An Introduction to Spatial Data Analysis and Visualisation in R - Guy Lansley & James Cheshire (2016)
This tutorial is intended to provide a demonstration of some of the basic spatial functionality of R by taking you through a small number of commonly employed techniques. Data for the practical can be downloaded from the Introduction to Spatial Data Analysis and Visualisation in R homepage.
In this tutorial we will:
First, we must set the working directory and load the practical data.
# Set the working directory
setwd("C:/Users/Guy/Documents/Teaching/CDRC/Practicals")
# Load the data. You may need to alter the file directory
Census.Data <-read.csv("practical_data.csv")
We will also need to load the spatial data files from the previous tutorials.
# load the spatial libraries
library("sp")
library("rgdal")
library("rgeos")
# Load the output area shapefiles
Output.Areas <- readOGR(".", "Camden_oa11")
## OGR data source with driver: ESRI Shapefile
## Source: "C:\Users\Guy\Documents\Teaching\CDRC\Practicals", layer: "Camden_oa11"
## with 749 features
## It has 1 fields
# join our census data to the shapefile
OA.Census <- merge(Output.Areas, Census.Data, by.x="OA11CD", by.y="OA")
# load the houses point files
House.Points <- readOGR(".", "Camden_house_sales")
## OGR data source with driver: ESRI Shapefile
## Source: "C:\Users\Guy\Documents\Teaching\CDRC\Practicals", layer: "Camden_house_sales"
## with 2547 features
## It has 4 fields
We can now commence our operations.
Firstly, we will aim to aggregate our point data into the Output Area polygons using a point in polygon operation.
As we are commencing a spatial operation, both files need to be projected using the same coordinate reference system.
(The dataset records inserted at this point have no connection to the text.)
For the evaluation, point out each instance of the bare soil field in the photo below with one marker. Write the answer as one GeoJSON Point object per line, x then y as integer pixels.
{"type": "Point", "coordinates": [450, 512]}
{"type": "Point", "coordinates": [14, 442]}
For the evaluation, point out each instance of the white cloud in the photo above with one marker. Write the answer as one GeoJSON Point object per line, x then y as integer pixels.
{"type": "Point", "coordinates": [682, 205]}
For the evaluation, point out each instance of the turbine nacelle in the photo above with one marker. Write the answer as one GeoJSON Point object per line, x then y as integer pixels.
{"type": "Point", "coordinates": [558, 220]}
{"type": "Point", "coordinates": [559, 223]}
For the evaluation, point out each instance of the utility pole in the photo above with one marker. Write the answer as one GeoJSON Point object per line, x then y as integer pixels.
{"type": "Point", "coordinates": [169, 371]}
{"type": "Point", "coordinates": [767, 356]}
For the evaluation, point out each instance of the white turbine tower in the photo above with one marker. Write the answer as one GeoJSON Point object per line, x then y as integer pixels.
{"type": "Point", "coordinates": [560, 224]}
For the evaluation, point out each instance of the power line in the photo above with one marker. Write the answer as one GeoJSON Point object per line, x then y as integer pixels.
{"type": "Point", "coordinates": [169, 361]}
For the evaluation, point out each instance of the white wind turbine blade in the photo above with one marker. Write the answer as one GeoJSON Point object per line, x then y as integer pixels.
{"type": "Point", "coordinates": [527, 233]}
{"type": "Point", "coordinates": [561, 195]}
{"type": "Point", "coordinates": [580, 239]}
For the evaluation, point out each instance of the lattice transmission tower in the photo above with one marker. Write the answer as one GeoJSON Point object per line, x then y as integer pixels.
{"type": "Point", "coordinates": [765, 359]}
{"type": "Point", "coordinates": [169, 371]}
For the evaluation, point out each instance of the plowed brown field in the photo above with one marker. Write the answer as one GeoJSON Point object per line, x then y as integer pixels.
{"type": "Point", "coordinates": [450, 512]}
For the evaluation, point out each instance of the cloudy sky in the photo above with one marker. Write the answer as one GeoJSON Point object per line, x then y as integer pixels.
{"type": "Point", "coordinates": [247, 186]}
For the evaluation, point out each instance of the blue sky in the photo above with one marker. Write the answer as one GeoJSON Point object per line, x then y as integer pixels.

In this case, we have ensured that both spatial files have been set to British National Grid (27700).
proj4string(OA.Census) <- CRS("+init=EPSG:27700")
proj4string(House.Points) <- CRS("+init=EPSG:27700")
With the projections set, it is now possible to assign each house point the characteristics of the output area polygon it falls within.
# point in polygon. Gives the points the attributes of the polygons that they are in
pip <- over(House.Points, OA.Census)
# need to bind the census data to our original points
House.Points@data <- cbind(House.Points@data, pip)
View(House.Points@data)
# it is now possible to plot the house prices and local unemployment rates
plot(log(House.Points@data$Price), House.Points@data$Unemployed)
It is also useful to measure the average house prices for each output area. We don’t need to run another point in polygon operation, instead, we can reaggregate the data by the OA11CD column so every output area has one record. Using the aggregate()
function we can decide what numbers are returned from our house prices (i.e. mean, sum, median).
# first we aggregate the house prices by the OA11CD (OA names) column, we ask for the mean for each OA
OA <- aggregate(House.Points@data$Price, by = list(House.Points@data$OA11CD), mean)
# change the column names of the aggregated data
names(OA) <- c("OA11CD", "Price")
# join the aggregated data back to the OA.Census polygon
OA.Census@data <- merge(OA.Census@data, OA, by = "OA11CD", all.x = TRUE)
We can now map the data using tmap. We will have missing data where there are output areas where no houses were sold in 2015.
library(tmap)
tm_shape(OA.Census) + tm_fill(col = "Price", style = "quantile", title = "Mean House Price (£)")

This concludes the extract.